Milking the single payment system

UK - Farmers who boosted their 2005 single farm payment by investing in milk quota at the right time will see a 50 per cent increase in that part of the payment this year.
calendar icon 24 November 2006
clock icon 1 minute read
That can be seen as far-sighted financial astuteness by the few who read all the small print of common agricultural policy reform and realised that milk quota held on 31 March, 2005, could have a significant effect.

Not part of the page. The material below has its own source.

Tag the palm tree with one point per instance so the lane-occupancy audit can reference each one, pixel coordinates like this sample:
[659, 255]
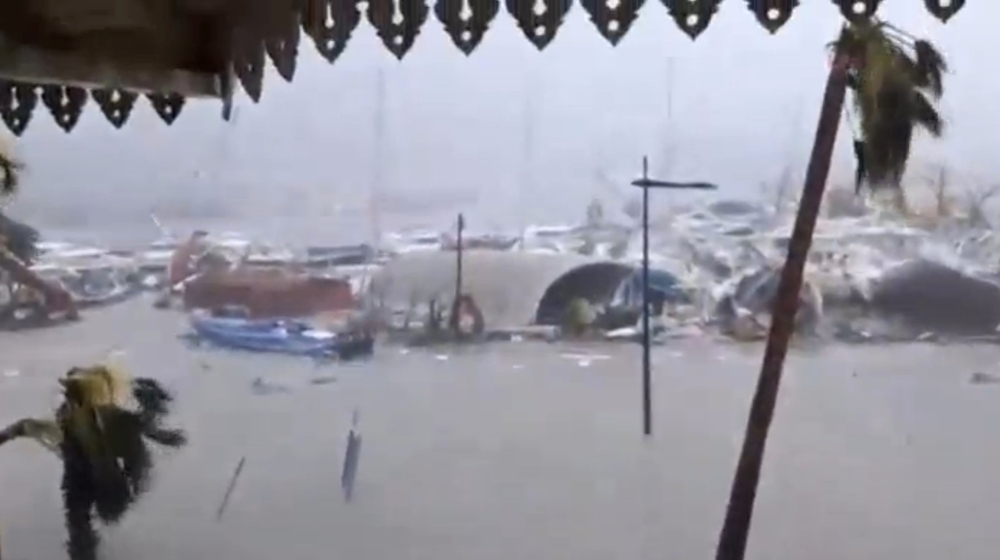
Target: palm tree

Or it can be seen as an appalling loophole in a European Union regulation which, legally, allowed some of those sharp enough to spot it to boost their single farm payments by several hundred thousand pounds. Last year the adjusted single farm payment addition based on milk quota held at 31 March, 2005, was 16.31 (£11) per tonne of milk.

For 2006, the payment is 24.5 per tonne. There is also a connected additional dairy payment which was worth 7.34 per tonne for 2005 and will be 11.01 for this year. These payments could push some of the big investors in quota past £1 million single farm payment for 2006.

For most farmers, their single farm payment is one annual subsidy based on, and replacing, the range of crop and livestock subsidies they received between 2000 and 2002. A different calculation and date for milk meant that as long as a business was producing some milk, it could buy or lease as much other quota as possible on which the premium would be paid.